Dann möchte ich Ihnen hier bemerken, daß wir, solange wir als Philosophen
sprechen, nicht die theologischen Ausdrucksweisen gebrauchen dürfen. Denn
weil die Theologie Gott durchgehends und nicht
ohne Grund als einen vollkommenen Menschen vorstellt,
so ist es infolgedessen angemessen, daß es in der Theologie heißt,
Gott begehre etwas, Gott empfinde Unwillen über das Tun der Gottlosen und
freue sich an dem der Frommen. In der Philosophie aber erkennt man klar,
daß man jene Attribute, die den Menschen vollkommen machen, Gott so wenig
zuschreiben und andichten kann, als man das, was den Elefanten und den Esel
vollkommen macht, den Menschen zuschreiben wollte; hier haben diese und ähnliche
Worte keine Stelle und können hier nicht ohne die vollste Verwirrung unsrer
Begriffe gebraucht werden. Um daher philosophisch zu sprechen, darf man nicht
sagen, daß Gott von jemandem etwas verlangt
und ebensowenig, daß ihm etwas mißfällig oder angenehm ist.
Das sind alles menschliche Attribute, die bei Gott nicht Platz haben.
Schließlich hätte ich Ihnen gerne bemerkt, daß zwar das Tun
der Frommen (d. h. derer,
die eine klare Idee von Gott haben, nach der all ihr Tun und Denken sich bestimmt)
und der Gottlosen (d. h.
derer, die eine Idee von Gott nicht besitzen, sondern bloß Ideen von den
irdischen Dingen, nach denen sich ihr Tun und Denken bestimmt) und schließlich
aller, die existieren, von Gottes ewigen Gesetzen und
Ratschlüssen notwendig herkommt und beständig von Gott abhängig
ist; daß sich aber gleichwohl das Tun jener und dieser nicht nach
Graden, sondern dem Wesen nach voneinander unterscheidet. Denn wenn auch eine
Maus gerade so wie ein Engel, und Trauer gerade so wie Freude von Gott abhängig
sind, so kann doch eine Maus nicht eine Art Engel und Trauer nicht eine Art
Freude sein.
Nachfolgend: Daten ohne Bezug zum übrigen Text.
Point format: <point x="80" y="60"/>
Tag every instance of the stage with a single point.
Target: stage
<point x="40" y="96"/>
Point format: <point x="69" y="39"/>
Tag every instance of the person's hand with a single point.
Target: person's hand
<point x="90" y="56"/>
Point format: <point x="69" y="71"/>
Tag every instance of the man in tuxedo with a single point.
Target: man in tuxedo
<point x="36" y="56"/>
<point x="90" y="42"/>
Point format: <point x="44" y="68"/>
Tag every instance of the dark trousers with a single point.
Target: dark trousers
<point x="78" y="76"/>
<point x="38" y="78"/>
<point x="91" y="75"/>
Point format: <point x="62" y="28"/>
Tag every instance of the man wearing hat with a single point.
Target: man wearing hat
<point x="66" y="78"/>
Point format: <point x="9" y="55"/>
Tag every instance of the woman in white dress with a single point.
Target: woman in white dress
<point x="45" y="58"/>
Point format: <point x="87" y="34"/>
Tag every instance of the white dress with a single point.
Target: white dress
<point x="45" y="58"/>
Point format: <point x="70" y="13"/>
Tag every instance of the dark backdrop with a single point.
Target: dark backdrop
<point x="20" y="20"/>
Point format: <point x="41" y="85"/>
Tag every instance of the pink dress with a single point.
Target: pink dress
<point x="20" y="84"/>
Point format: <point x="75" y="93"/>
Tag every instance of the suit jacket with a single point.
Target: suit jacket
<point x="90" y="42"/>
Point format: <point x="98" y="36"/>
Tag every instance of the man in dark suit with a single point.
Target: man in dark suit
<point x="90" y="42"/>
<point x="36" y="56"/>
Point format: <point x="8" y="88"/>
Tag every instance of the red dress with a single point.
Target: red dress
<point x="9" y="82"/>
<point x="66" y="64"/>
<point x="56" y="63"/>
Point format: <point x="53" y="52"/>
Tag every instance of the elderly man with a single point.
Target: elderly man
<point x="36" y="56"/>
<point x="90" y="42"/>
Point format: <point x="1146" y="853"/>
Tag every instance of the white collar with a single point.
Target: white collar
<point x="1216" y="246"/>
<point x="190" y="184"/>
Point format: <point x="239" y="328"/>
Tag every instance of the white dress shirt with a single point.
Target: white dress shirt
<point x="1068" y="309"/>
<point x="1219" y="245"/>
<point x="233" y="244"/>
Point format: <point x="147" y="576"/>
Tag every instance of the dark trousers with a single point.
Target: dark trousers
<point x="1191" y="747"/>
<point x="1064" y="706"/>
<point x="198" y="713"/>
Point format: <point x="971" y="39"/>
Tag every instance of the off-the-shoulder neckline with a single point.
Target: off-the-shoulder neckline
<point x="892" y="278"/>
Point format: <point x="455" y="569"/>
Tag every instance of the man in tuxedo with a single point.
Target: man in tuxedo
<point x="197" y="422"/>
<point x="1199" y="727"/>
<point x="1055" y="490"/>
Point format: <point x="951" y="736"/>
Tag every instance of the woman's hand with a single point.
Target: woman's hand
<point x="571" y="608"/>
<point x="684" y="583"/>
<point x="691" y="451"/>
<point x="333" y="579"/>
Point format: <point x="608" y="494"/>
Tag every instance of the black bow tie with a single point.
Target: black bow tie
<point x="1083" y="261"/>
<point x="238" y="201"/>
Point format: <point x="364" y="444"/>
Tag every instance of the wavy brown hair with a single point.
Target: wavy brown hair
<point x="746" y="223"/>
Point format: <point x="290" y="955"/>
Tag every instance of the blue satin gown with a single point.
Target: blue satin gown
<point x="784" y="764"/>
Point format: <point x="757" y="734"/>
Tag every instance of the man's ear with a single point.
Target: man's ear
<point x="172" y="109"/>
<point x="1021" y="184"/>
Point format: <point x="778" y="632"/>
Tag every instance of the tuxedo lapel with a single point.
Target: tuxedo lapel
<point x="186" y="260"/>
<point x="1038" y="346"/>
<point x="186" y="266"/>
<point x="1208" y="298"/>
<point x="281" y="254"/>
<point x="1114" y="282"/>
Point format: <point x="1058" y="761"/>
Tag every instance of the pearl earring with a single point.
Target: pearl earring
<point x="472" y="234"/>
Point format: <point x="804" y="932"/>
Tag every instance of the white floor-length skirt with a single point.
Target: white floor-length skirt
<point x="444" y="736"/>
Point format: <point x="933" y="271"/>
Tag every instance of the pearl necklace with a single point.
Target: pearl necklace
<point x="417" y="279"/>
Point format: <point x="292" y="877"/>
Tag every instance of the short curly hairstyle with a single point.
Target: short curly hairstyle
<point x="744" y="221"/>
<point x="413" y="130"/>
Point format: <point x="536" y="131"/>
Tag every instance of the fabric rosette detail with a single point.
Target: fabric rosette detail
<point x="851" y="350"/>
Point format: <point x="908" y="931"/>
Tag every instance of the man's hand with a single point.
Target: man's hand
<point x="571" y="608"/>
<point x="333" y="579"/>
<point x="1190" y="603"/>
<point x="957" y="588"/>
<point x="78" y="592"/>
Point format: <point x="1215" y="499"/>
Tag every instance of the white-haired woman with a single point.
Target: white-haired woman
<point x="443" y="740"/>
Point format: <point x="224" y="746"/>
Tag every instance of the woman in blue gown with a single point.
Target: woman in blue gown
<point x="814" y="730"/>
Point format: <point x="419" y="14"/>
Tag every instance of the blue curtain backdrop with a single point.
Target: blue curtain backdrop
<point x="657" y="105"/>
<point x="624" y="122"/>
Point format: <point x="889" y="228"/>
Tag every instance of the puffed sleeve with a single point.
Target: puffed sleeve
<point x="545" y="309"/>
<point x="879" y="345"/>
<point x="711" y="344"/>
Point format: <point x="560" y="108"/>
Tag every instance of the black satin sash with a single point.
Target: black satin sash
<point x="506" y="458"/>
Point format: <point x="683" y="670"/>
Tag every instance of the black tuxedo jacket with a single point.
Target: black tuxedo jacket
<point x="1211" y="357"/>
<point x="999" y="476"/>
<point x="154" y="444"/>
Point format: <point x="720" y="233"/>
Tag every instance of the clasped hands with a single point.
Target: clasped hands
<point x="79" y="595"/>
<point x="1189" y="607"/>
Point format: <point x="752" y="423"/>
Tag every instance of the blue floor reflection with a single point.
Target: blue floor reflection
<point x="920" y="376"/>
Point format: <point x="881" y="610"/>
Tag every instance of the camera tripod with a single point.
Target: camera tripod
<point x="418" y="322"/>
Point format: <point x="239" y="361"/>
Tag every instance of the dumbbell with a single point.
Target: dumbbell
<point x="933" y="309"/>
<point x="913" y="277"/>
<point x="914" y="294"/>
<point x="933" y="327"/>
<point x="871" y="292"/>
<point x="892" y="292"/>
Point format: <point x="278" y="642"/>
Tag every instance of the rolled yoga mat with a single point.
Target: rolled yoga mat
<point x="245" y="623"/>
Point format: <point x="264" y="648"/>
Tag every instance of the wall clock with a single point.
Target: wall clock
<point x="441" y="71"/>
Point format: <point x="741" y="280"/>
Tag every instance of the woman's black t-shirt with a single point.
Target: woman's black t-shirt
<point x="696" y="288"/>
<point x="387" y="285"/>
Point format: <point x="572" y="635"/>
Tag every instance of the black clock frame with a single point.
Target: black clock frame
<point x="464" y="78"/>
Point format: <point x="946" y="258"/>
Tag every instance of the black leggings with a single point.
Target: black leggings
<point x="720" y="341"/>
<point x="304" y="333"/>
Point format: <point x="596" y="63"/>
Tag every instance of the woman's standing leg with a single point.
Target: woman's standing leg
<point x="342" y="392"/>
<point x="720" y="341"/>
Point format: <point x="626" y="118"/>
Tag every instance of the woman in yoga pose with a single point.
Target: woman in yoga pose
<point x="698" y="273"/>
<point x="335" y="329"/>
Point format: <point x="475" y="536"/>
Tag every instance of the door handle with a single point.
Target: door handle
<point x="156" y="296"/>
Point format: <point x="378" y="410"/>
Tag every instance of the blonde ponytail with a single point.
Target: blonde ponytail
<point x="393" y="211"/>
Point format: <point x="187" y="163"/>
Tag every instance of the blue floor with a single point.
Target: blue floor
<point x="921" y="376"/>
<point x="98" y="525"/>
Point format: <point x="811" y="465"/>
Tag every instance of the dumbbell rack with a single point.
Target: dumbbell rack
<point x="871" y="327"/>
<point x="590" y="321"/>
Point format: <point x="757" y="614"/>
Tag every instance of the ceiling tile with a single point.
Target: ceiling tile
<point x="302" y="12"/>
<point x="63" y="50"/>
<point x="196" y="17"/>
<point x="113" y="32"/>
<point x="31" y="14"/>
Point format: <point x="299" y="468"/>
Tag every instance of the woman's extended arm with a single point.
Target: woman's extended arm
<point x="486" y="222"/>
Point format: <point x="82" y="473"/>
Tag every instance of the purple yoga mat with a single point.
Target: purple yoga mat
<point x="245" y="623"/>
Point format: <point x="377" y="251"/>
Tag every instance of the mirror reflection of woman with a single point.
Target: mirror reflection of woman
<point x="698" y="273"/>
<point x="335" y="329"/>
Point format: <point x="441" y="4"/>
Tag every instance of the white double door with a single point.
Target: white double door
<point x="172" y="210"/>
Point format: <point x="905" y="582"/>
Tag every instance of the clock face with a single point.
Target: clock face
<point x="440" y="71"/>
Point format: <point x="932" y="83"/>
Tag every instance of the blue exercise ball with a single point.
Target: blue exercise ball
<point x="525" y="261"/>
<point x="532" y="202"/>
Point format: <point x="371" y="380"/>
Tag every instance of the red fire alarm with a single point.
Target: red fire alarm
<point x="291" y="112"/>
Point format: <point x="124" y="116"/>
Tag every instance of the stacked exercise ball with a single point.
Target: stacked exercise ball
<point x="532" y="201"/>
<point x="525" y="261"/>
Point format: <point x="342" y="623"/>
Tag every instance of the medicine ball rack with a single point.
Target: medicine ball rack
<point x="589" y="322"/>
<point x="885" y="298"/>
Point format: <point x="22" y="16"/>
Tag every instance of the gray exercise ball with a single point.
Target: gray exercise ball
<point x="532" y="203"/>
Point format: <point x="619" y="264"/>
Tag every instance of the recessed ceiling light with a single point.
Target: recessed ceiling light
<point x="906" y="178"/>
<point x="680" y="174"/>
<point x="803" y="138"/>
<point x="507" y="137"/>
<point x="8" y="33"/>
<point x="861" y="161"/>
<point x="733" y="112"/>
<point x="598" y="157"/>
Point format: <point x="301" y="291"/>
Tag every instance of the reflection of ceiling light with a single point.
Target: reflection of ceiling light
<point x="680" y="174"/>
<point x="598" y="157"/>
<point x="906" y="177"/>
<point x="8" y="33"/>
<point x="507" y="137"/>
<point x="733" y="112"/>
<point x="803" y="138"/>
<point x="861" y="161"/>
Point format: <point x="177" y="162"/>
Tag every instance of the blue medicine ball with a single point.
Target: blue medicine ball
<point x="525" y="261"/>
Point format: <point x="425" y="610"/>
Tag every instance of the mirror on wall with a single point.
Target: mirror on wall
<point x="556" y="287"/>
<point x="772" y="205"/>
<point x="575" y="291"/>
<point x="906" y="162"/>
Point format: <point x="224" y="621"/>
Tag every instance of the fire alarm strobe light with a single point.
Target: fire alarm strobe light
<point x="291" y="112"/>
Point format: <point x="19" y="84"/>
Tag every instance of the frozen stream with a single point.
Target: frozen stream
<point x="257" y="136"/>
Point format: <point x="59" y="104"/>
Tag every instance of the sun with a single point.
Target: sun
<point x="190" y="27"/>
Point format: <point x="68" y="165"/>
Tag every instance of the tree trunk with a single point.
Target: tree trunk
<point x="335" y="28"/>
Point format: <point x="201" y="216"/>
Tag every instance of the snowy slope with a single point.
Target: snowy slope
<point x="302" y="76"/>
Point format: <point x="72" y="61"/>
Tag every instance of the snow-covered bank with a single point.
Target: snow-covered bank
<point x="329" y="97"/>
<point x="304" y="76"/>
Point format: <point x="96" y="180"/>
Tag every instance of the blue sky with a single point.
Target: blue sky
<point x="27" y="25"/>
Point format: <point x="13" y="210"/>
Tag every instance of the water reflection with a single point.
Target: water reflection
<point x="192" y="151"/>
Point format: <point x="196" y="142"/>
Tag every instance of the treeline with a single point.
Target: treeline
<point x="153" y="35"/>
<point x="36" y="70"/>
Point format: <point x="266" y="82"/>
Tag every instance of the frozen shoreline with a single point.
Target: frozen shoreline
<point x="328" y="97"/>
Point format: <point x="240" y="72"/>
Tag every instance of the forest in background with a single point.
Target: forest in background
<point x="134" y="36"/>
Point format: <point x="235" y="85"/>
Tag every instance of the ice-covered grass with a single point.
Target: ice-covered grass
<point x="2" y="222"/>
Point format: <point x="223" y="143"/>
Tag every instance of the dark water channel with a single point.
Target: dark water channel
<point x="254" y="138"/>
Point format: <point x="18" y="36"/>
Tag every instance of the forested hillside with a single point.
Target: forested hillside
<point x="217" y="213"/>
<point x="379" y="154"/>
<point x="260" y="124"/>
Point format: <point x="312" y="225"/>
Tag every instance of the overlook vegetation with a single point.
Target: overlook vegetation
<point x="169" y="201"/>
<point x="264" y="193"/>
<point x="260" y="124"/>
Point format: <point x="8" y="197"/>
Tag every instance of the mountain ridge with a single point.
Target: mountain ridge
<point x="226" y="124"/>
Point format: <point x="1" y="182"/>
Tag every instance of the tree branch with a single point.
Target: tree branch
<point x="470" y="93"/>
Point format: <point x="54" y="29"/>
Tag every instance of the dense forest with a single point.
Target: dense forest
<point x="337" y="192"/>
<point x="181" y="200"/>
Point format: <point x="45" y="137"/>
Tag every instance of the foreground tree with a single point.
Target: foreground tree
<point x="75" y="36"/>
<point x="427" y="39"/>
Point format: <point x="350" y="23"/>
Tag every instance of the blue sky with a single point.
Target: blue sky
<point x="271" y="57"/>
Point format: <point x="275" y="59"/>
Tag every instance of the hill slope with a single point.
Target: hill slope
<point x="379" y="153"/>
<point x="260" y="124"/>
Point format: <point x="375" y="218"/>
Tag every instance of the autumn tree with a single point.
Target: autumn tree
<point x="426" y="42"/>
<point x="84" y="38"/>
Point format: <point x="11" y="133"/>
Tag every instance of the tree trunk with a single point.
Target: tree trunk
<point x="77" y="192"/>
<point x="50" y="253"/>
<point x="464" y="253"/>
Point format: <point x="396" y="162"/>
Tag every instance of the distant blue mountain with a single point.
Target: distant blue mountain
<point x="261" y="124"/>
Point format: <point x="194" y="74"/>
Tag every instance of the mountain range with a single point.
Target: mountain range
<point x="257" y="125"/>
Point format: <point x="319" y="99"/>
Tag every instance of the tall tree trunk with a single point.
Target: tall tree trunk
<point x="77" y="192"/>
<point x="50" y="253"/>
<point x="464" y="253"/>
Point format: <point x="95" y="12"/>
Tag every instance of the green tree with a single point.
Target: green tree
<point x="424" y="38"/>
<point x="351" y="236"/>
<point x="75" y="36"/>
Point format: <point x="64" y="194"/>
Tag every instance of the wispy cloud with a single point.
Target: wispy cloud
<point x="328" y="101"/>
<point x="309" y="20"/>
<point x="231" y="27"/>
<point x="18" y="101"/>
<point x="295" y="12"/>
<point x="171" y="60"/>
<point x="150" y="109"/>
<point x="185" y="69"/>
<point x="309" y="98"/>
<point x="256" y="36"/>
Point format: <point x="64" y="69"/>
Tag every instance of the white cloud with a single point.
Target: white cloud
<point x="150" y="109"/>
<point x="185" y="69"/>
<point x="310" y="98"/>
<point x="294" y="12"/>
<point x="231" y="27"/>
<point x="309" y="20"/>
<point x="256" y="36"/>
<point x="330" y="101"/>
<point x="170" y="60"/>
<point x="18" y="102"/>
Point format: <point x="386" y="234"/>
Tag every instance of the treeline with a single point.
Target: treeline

Damit meine ich auf Ihre Einwände geantwortet zu haben
(wenn ich Sie recht verstanden habe, denn bisweilen habe ich Zweifel, ob die
von Ihnen gezogenen Schlüsse nicht verschieden sind von dem Thema, das
Sie zu beweisen unternehmen).
Das wird aber noch klarer, wenn ich auf dieser Grundlage auf die gestellten
Fragen antworte.
Die erste ist, ob Totschlagen
Gott gerade so angenehm ist, wie Almosen spenden?
Die zweite ist, ob
Stehlen im Hinblick auf Gott gerade so gut ist wie rechtschaffen sein?
Die dritte endlich ist, ob im
Falle eines Gemüts, mit dessen besonderen Charakter es nicht im Widerstreit,
sondern im Einklang wäre, den Lüsten zu gehorchen und Verbrechen zu
verüben, ob es darin, wie gesagt, einen Grund für die Tugend gäbe,
der es bewegen könnte, das Gute zu tun und das Böse zu lassen ?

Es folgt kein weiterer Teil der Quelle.